Auswahlmethoden zur dynamischen Geräteverknüpfung

Type: Masterarbeit
Status: Offen
Beginn: Sofort
Student: N.N.
Tutor: Börge Kordts
Supervisor: Prof. Dr.-Ing. Andreas Schrader

Forschungsgebiet


Neuen Paradigmen folgend werden Computer zunehmend in das Ambiente integriert. Das eröffnet neue Möglichkeiten, stellt Entwickler ambienter Systeme aber auch vor neue Herausforderungen. Insbesondere die Benutzungsschnittstellen müssen bei solchen Systemen, beispielsweise durch den Einsatz von Affordanzen, besonders berücksichtigt werden, da Interaktionsmöglichkeiten nicht mehr offensichtlich sind.

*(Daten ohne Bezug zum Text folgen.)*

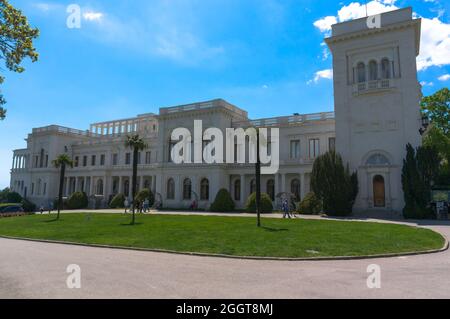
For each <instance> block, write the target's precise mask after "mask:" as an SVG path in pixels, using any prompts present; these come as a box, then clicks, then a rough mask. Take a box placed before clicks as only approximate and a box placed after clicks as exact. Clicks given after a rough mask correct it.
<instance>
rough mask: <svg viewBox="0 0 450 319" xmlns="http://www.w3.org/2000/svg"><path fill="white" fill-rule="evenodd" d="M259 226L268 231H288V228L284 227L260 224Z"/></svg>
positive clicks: (278, 231)
mask: <svg viewBox="0 0 450 319" xmlns="http://www.w3.org/2000/svg"><path fill="white" fill-rule="evenodd" d="M261 228H262V229H264V230H265V231H268V232H271V233H275V232H282V231H289V229H286V228H272V227H265V226H262V227H261Z"/></svg>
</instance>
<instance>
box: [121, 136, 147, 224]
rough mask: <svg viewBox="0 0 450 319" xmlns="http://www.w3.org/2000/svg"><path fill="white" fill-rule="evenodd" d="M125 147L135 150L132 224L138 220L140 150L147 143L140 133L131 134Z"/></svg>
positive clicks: (131, 184)
mask: <svg viewBox="0 0 450 319" xmlns="http://www.w3.org/2000/svg"><path fill="white" fill-rule="evenodd" d="M125 147H129V148H131V149H132V150H133V177H132V180H131V194H132V200H133V203H132V210H133V217H132V220H131V224H132V225H134V224H135V221H136V214H135V207H136V184H137V166H138V155H139V152H140V151H142V150H144V149H146V148H147V144H146V143H145V141H144V139H142V138H141V137H140V136H139V134H136V135H129V136H127V139H126V141H125Z"/></svg>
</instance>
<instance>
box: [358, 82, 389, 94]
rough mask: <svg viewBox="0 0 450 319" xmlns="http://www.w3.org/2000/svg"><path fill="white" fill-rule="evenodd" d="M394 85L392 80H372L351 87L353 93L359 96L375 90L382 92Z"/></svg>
mask: <svg viewBox="0 0 450 319" xmlns="http://www.w3.org/2000/svg"><path fill="white" fill-rule="evenodd" d="M393 85H394V83H393V80H392V79H383V80H373V81H368V82H362V83H356V84H354V85H353V93H354V94H361V93H367V92H372V91H376V90H384V89H389V88H392V87H393Z"/></svg>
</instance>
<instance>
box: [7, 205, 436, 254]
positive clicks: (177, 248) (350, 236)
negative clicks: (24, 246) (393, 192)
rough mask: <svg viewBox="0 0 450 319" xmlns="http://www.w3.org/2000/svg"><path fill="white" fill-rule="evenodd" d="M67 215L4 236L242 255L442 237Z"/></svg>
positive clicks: (92, 215)
mask: <svg viewBox="0 0 450 319" xmlns="http://www.w3.org/2000/svg"><path fill="white" fill-rule="evenodd" d="M130 218H131V217H130V215H121V214H64V215H62V216H61V219H60V220H59V221H55V220H54V216H49V215H32V216H25V217H18V218H4V219H0V236H11V237H22V238H32V239H47V240H59V241H69V242H77V243H87V244H107V245H114V246H122V247H138V248H151V249H168V250H174V251H178V252H200V253H214V254H227V255H235V256H261V257H325V256H358V255H375V254H385V253H401V252H413V251H423V250H430V249H440V248H442V247H443V245H444V239H443V237H442V236H441V235H439V234H437V233H435V232H433V231H431V230H427V229H422V228H415V227H409V226H404V225H394V224H382V223H368V222H343V221H329V220H304V219H295V220H283V219H272V218H270V219H269V218H265V219H263V225H264V227H263V228H257V227H256V225H255V224H256V219H255V218H245V217H217V216H174V215H139V216H137V221H138V224H136V225H134V226H131V225H129V222H130Z"/></svg>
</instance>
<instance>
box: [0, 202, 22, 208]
mask: <svg viewBox="0 0 450 319" xmlns="http://www.w3.org/2000/svg"><path fill="white" fill-rule="evenodd" d="M20 205H22V204H20V203H3V204H0V208H3V207H8V206H20Z"/></svg>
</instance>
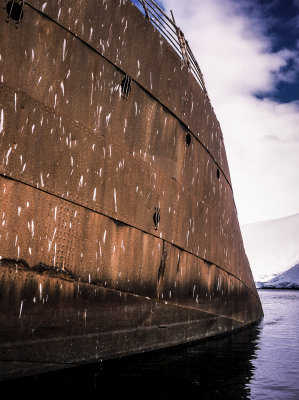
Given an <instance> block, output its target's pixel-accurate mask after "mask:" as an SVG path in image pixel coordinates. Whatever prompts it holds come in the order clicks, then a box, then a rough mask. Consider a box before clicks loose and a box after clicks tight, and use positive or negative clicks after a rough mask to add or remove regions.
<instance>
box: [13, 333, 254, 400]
mask: <svg viewBox="0 0 299 400" xmlns="http://www.w3.org/2000/svg"><path fill="white" fill-rule="evenodd" d="M258 335H259V329H258V327H256V326H252V327H250V328H248V329H245V330H242V331H239V332H236V333H234V334H232V335H228V336H223V337H221V338H217V339H212V340H207V341H202V342H199V343H197V344H196V345H192V346H184V347H183V346H180V347H176V348H173V349H168V350H164V351H159V352H155V353H149V354H144V355H142V356H133V357H128V358H123V359H120V360H112V361H106V362H104V363H101V364H96V365H89V366H83V367H80V368H74V369H70V370H68V371H64V372H61V371H59V372H51V373H47V374H44V375H41V376H36V377H31V378H26V379H19V380H15V381H14V383H13V382H12V381H11V382H7V383H6V386H7V387H9V389H12V388H13V387H14V388H18V389H21V390H22V391H24V392H25V391H27V390H29V391H32V389H33V388H34V389H35V390H36V389H38V388H40V389H42V390H43V391H44V390H46V391H47V393H49V390H50V391H53V393H55V392H56V393H57V394H58V393H59V394H61V393H62V391H63V393H67V394H68V395H70V394H71V393H72V392H73V393H78V391H80V392H81V393H82V392H83V393H85V394H88V393H89V394H90V393H96V394H99V395H100V394H103V392H106V391H107V392H108V393H110V394H111V396H112V397H113V398H116V397H118V396H120V398H121V397H123V398H130V399H134V398H136V399H137V398H138V399H145V398H152V399H167V398H178V397H181V396H188V397H189V398H198V399H199V398H201V399H205V400H208V399H213V400H214V399H248V398H249V396H250V388H249V386H248V384H249V382H250V379H251V378H252V374H253V371H252V368H253V367H252V363H251V360H252V358H253V357H255V350H256V346H257V342H258Z"/></svg>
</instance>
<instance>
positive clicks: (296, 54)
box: [159, 0, 299, 224]
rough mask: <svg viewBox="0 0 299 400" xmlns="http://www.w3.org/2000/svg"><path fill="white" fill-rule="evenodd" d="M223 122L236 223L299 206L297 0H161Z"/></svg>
mask: <svg viewBox="0 0 299 400" xmlns="http://www.w3.org/2000/svg"><path fill="white" fill-rule="evenodd" d="M159 4H160V5H162V6H163V8H164V9H165V10H166V12H167V13H168V14H169V12H170V9H171V10H173V12H174V15H175V19H176V22H177V24H178V25H179V26H180V28H181V29H182V31H183V32H184V33H185V36H186V38H187V39H188V42H189V44H190V46H191V48H192V51H193V53H194V54H195V57H196V58H197V61H198V63H199V66H200V68H201V70H202V72H203V75H204V78H205V81H206V86H207V89H208V92H209V96H210V99H211V102H212V105H213V107H214V109H215V112H216V115H217V118H218V120H219V122H220V125H221V127H222V131H223V135H224V143H225V147H226V152H227V155H228V161H229V166H230V172H231V177H232V184H233V189H234V197H235V201H236V205H237V209H238V214H239V220H240V223H241V224H246V223H250V222H256V221H261V220H266V219H273V218H280V217H284V216H286V215H291V214H295V213H297V212H299V184H298V183H299V0H188V1H182V0H159Z"/></svg>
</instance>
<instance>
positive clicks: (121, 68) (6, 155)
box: [0, 0, 262, 379]
mask: <svg viewBox="0 0 299 400" xmlns="http://www.w3.org/2000/svg"><path fill="white" fill-rule="evenodd" d="M8 3H10V6H11V3H12V2H7V1H2V3H1V5H3V7H0V38H1V40H0V204H1V210H0V211H1V220H0V222H1V231H0V232H1V234H0V258H1V259H0V263H1V264H0V310H1V311H0V350H1V351H0V354H1V361H0V365H1V371H2V373H1V374H0V375H1V377H2V378H3V377H4V378H7V377H10V376H15V375H17V374H19V375H22V374H24V373H25V372H24V371H27V372H28V371H29V372H30V371H31V372H32V371H34V372H36V371H41V370H45V369H50V368H55V366H56V367H57V366H58V365H59V366H60V367H61V365H63V366H68V365H74V364H78V363H84V362H94V361H97V360H104V359H107V358H112V357H118V356H123V355H128V354H133V353H140V352H144V351H149V350H153V349H158V348H162V347H168V346H173V345H176V344H181V343H187V342H191V341H194V340H199V339H203V338H207V337H212V336H215V335H219V334H223V333H228V332H232V331H234V330H236V329H239V328H242V327H244V326H246V325H249V324H251V323H253V322H256V321H258V320H259V319H260V318H261V317H262V308H261V303H260V299H259V296H258V294H257V291H256V288H255V285H254V281H253V278H252V274H251V270H250V266H249V263H248V260H247V257H246V254H245V251H244V247H243V242H242V237H241V233H240V228H239V223H238V218H237V212H236V208H235V204H234V199H233V192H232V186H231V181H230V175H229V169H228V165H227V159H226V154H225V148H224V144H223V137H222V132H221V128H220V125H219V122H218V121H217V118H216V116H215V114H214V111H213V108H212V106H211V104H210V101H209V98H208V96H207V93H206V92H205V91H204V90H203V88H202V87H201V85H199V84H198V82H197V81H196V79H195V78H194V74H192V73H191V72H190V68H189V67H188V65H187V64H186V63H183V62H182V59H181V58H180V57H179V56H178V54H177V52H175V51H174V50H173V48H172V47H171V46H170V44H169V43H168V42H167V41H166V40H165V39H164V38H163V37H162V36H161V35H160V34H159V32H158V30H157V29H156V28H155V27H154V26H153V24H152V23H150V21H149V20H148V18H146V16H144V15H143V14H142V13H141V12H140V11H139V10H138V9H137V8H136V7H135V5H134V4H132V3H131V2H130V1H126V0H109V1H106V0H94V1H91V0H90V1H88V0H86V1H83V2H82V1H79V0H76V1H74V0H72V1H70V0H65V1H63V2H62V1H59V0H57V1H48V2H47V1H39V0H31V1H28V2H25V3H24V2H22V1H18V2H16V3H17V4H18V7H20V9H21V12H20V11H19V13H18V12H17V11H18V10H17V9H15V11H16V12H15V14H17V17H16V16H14V15H13V13H12V14H11V15H9V4H8ZM16 28H17V29H16ZM33 363H34V369H33V368H32V365H33ZM30 366H31V367H30ZM29 372H28V373H29ZM4 378H3V379H4Z"/></svg>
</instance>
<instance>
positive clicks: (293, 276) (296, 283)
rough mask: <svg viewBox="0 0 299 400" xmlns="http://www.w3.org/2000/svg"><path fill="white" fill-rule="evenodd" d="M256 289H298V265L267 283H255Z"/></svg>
mask: <svg viewBox="0 0 299 400" xmlns="http://www.w3.org/2000/svg"><path fill="white" fill-rule="evenodd" d="M255 284H256V287H257V288H258V289H299V264H296V265H294V266H293V267H292V268H290V269H288V270H287V271H285V272H283V273H282V274H279V275H277V276H275V278H272V279H270V280H269V281H267V282H256V283H255Z"/></svg>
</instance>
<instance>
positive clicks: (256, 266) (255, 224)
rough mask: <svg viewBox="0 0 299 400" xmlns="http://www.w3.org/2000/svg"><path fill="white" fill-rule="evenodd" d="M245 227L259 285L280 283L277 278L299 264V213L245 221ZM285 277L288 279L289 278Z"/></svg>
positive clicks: (252, 260)
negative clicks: (245, 224)
mask: <svg viewBox="0 0 299 400" xmlns="http://www.w3.org/2000/svg"><path fill="white" fill-rule="evenodd" d="M241 230H242V235H243V240H244V246H245V250H246V253H247V256H248V259H249V262H250V266H251V270H252V274H253V278H254V280H255V281H256V286H257V287H260V285H263V284H264V283H266V282H267V283H270V282H271V284H276V283H277V281H276V280H275V281H273V280H274V279H276V278H279V277H283V276H284V275H282V274H283V273H284V272H287V271H291V267H296V265H297V264H299V241H298V237H299V213H297V214H294V215H290V216H288V217H284V218H279V219H274V220H269V221H262V222H257V223H253V224H248V225H243V226H241ZM297 276H298V275H297ZM283 279H285V280H284V281H285V282H287V279H289V278H283ZM294 282H295V281H293V280H291V281H290V283H294ZM296 282H297V284H298V279H297V281H296Z"/></svg>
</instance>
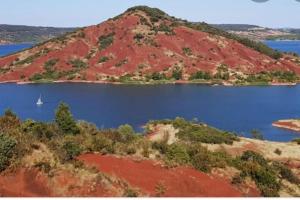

Im ACTIVATE-Forschungsprojekt, an dem das ITM beteiligt ist, werden neue Interaktionsformen und vernetze Geräte in einem klinischen Kontext eingesetzt, um die Situation für Patienten und Personal zu verbessern (beispielsweise eine Belastungsreduktion der Patienten durch eine vereinfachte Kommunikation mit Pflegekräften). Eine Interaktion mit dem Ambiente auch hinsichtlich der speziellen Bedürfnisse der Nutzer, wie beispielsweise eingeschränkte Motorik und Ansprechbarkeit, steht daher im Vordergrund. Wichtig ist auch, dass den Patienten durch das Personal eine bedarfsgerechte Auswahl an IoT-Geräten zur Verfügung gestellt wird.

In ambienten Systemen stehen typischerweise eine Vielzahl unterschiedlicher Ein- und Ausgabegeräte zur Verfügung. Das dynamische Verknüpfen unterschiedlicher Sensoren mit Aktoren (beispielsweise das Steuern einer Philips-Hue-Lampe mittels eines Myo-Armbands) wurde bereits im Rahmen von Ambient Reflection realisiert. Das Ambient Reflection-Framework erstellt basierend auf den verknüpften Geräten zusätzlich dynamische Anleitungen, welche auf geeigneten Ausgabegeräten dargestellt werden können, um so den Nutzern des ambienten Systems ein Verständnis für Interaktionsmöglichkeiten zu geben. Die Verknüpfungen können auf unterschiedliche Art reguliert werden. Insbesondere ist es auch möglich, einige Geräte nicht in die Verknüpfung einzubeziehen (beispielsweise sollen im ACTIVATE-Szenario nicht die Geräte des Zimmernachbarn gesteuert werden können). Aktuell erfolgt dies durch starre Konfigurationen, zukünftig können jedoch diverse Auswahlmethoden angewandt werden, um diese Konfiguration zu erzeugen. Beispielsweise könnte eine Konfigurations-App eingesetzt werden, um durch Scannen von an den Geräten angebrachten Barcodes eine Auswahl zu treffen. Die App würde diese Zusammenstellung anschließend an Ambient Reflection weitergeben und so eine tatsächliche Verknüpfung erzeugen.

Thema der Arbeit/Aufgabenstellung

Im Rahmen der Arbeit sollen unterschiedliche Methoden zur Geräteauswahl für dynamische Verknüpfungen untersucht werden. Des Weiteren soll ein Konzept für ein Verknüpfungssystem basierend auf einer der Methoden erstellt und prototypisch implementiert werden.


Folgende Fragestellungen sollen im Rahmen der Arbeit beantwortet werden:

  • Welche Methoden eignen sich, um eine Auswahl von Geräten zu treffen, die miteinander agieren sollen?
  • Wie können sinnvolle Sensor-Aktor-Paare ermittelt und ausgewählt werden?

Dabei stehen folgende Punkte im Vordergrund:

  • Evaluation der Auswahlmethoden
  • Konzeption eines erweiterbaren und plattformunabhängigen Auswahlsystems
  • Prototypische Implementierung des Systems (beispielsweise unter Verwendung von Ambient Reflection oder Ambient Dynamix)
  • Evaluation der Implementierung

Voraussetzungen

Kenntnisse in der Programmierung mit Java werden vorausgesetzt.

Das Kleingedruckte

Nach Einarbeitung und Umsetzung ist die geleistete Arbeit in der eigentlichen Ausarbeitung sorgfältig zu dokumentieren. Der implementierte Code ist selbstverständlich vollständig zu kommentieren. Die Ergebnisse werden quelloffen, beispielsweise unter den Bedingungen der Apache-Lizenz 2.0, veröffentlicht. Es sind die Regeln zur Erstellung von wissenschaftlichen Arbeiten des Instituts zu beachten. Die Installation des Systems sollte einfach reproduzierbar sein. Dazu gehört ein Docker-Image für das Projekt sowie eine ausführliche Beschreibung der Installationschritte.